En la noche del Minotauro, en la estricta sucesión de árboles fugaces, en el laberinto de humo de una mente agobiada, caben los mil universos y sus sombras repetidas, el sueño de Teseo y la inocencia de la bestia; la escapatoria no existe, todos los hilos son inútiles cuando su materia es el recuerdo.
Las paredes no esconden grietas a otros cielos, los gritos sordos claman al olvido o a la muerte, una salida última que jamás será sincera. Ni el vino de los griegos, ni la negra sangre de los héroes, ni el fugaz placer de una diosa esquiva, presa de los deseos, nada me hará olvidar que Ariadna duerme sobre el mar que nos separa.
La noche tiene sus límites antiguos como el laberinto, en un simple giro encontraré una sombra cansada de esperar, capaz de sentir el miedo que respiran los colores de mi piel.
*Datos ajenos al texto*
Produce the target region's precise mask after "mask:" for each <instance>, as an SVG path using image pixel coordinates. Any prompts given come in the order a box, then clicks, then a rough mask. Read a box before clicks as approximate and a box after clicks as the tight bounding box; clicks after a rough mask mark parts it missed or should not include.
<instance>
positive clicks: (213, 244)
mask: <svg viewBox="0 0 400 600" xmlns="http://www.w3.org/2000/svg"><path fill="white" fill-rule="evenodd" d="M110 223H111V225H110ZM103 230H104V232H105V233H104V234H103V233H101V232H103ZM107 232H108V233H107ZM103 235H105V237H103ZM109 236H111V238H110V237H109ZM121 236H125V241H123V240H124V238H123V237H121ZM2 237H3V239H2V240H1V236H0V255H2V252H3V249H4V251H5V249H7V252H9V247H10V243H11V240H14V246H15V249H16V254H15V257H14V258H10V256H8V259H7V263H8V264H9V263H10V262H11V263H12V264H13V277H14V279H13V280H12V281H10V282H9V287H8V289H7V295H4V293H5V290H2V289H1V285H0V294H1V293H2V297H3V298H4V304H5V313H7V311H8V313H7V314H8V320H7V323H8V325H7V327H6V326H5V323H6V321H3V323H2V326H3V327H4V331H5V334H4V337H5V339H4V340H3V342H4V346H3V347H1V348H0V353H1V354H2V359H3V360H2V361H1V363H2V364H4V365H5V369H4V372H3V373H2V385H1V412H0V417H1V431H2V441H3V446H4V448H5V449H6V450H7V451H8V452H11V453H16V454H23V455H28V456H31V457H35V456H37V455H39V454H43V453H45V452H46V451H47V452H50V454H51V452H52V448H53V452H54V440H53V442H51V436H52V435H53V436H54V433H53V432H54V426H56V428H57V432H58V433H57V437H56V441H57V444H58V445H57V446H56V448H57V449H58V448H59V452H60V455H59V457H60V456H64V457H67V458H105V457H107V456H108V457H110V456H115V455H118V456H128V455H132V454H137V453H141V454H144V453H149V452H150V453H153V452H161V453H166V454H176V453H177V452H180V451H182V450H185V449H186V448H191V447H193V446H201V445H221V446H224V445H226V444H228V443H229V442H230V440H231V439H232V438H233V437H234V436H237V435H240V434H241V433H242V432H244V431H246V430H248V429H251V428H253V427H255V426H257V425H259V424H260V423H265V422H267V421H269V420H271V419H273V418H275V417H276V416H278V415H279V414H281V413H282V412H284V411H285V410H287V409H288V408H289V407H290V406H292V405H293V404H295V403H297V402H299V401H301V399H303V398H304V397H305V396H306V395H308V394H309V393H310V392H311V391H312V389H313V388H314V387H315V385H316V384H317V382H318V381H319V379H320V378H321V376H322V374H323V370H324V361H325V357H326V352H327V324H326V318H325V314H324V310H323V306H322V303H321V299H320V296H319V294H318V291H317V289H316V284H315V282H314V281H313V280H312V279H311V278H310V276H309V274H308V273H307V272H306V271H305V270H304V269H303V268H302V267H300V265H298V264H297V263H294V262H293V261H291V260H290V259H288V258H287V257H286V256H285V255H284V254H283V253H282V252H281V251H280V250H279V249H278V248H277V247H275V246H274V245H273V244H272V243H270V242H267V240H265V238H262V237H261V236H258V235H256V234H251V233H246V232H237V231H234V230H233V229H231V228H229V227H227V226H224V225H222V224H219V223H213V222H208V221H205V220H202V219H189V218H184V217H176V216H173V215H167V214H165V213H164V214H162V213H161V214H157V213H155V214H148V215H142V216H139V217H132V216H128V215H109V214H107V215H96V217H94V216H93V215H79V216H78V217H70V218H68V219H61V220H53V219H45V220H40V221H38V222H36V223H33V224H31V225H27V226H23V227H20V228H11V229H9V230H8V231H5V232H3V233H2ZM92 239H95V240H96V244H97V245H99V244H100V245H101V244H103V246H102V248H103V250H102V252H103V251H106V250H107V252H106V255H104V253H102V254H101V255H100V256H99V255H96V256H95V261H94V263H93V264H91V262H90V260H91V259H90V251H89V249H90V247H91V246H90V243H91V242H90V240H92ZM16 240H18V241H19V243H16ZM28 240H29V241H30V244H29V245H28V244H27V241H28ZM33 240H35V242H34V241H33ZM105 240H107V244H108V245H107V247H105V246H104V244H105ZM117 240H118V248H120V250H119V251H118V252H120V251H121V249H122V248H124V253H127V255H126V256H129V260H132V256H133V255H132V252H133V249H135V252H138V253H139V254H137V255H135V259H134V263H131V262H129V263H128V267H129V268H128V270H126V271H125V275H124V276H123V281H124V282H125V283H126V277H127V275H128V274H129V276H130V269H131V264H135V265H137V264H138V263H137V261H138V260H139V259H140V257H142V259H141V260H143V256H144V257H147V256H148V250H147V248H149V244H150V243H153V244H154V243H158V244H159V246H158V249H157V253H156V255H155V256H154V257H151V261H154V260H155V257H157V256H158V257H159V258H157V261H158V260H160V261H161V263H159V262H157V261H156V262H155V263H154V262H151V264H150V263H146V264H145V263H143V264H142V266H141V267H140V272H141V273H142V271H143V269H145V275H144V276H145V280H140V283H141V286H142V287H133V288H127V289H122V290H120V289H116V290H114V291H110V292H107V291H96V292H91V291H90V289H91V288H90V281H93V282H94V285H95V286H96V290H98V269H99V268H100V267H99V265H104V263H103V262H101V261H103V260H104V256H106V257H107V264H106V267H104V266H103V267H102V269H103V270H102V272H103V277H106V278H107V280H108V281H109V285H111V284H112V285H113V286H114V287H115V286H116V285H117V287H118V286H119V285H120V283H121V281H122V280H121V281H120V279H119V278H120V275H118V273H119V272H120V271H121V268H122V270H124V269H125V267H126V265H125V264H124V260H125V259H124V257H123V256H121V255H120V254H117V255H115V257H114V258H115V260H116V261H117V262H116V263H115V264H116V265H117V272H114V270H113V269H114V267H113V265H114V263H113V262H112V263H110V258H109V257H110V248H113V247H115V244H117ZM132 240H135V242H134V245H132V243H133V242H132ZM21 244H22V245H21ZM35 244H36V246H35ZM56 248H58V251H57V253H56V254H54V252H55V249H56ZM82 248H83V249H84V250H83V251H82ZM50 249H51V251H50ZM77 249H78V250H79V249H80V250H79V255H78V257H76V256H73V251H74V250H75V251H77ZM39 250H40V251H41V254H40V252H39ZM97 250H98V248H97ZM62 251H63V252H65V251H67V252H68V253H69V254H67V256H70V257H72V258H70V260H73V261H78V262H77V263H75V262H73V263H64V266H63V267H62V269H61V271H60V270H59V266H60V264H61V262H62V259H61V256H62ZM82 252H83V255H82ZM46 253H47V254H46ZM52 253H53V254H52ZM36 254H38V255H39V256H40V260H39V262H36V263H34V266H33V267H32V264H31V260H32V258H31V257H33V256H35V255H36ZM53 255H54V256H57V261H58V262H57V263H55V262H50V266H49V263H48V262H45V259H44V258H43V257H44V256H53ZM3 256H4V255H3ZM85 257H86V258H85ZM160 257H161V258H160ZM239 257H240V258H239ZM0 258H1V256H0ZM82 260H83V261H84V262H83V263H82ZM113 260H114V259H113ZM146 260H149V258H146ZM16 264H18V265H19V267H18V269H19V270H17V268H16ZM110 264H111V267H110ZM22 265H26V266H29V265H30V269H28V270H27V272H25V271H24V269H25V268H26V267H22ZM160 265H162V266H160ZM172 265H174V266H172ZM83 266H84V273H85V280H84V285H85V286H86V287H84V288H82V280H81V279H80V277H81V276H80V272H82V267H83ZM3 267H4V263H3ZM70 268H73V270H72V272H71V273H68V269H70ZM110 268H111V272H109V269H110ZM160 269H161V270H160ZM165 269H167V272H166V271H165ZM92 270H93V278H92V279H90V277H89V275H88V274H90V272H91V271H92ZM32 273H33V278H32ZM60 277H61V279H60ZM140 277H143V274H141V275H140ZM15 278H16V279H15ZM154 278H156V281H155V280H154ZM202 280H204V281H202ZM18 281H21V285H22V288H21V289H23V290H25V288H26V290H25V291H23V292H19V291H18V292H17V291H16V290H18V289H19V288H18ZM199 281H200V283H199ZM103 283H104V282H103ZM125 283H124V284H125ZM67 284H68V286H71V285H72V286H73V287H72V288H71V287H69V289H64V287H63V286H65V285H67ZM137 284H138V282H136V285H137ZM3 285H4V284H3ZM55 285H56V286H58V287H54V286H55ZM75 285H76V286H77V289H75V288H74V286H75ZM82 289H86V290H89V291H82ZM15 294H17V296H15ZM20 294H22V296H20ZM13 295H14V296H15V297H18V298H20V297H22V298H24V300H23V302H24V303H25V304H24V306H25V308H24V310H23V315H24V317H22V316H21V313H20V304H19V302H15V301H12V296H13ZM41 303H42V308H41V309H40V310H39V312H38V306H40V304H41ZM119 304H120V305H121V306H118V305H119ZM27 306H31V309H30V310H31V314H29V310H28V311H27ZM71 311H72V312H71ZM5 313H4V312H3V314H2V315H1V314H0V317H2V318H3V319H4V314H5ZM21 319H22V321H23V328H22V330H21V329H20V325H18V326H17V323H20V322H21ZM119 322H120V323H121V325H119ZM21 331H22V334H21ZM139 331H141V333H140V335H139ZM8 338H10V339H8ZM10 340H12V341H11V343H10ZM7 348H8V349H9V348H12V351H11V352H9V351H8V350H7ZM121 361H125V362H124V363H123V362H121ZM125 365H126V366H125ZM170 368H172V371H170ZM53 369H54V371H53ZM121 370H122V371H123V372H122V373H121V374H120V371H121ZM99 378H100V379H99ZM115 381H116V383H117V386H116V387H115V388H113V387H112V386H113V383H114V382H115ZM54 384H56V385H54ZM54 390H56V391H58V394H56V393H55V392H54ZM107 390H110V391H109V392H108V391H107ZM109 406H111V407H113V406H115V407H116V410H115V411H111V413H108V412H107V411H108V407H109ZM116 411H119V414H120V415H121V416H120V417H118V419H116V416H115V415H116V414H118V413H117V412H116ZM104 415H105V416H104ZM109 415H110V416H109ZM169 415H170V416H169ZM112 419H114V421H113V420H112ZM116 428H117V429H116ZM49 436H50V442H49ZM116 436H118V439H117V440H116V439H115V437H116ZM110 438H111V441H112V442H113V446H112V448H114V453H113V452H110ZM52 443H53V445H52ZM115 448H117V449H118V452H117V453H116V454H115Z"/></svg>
El destino está escrito en los huesos de su cárcel, sólo soy su instrumento de furtiva ceguera, soy Teseo inmortal matador destinado a una cadena imposible.
Ahora, el final del pasillo, el centro de una flor desgajada por la bruma de una mente incansable. Es el fin, pero el comienzo, fui Teseo inmortal y ahora soy Minotauro, los dos no éramos más que el mismo reflejo, la imagen inversa de los sangrantes recuerdos.
Y Ariadna duerme más allá del río que soñaba ser mar.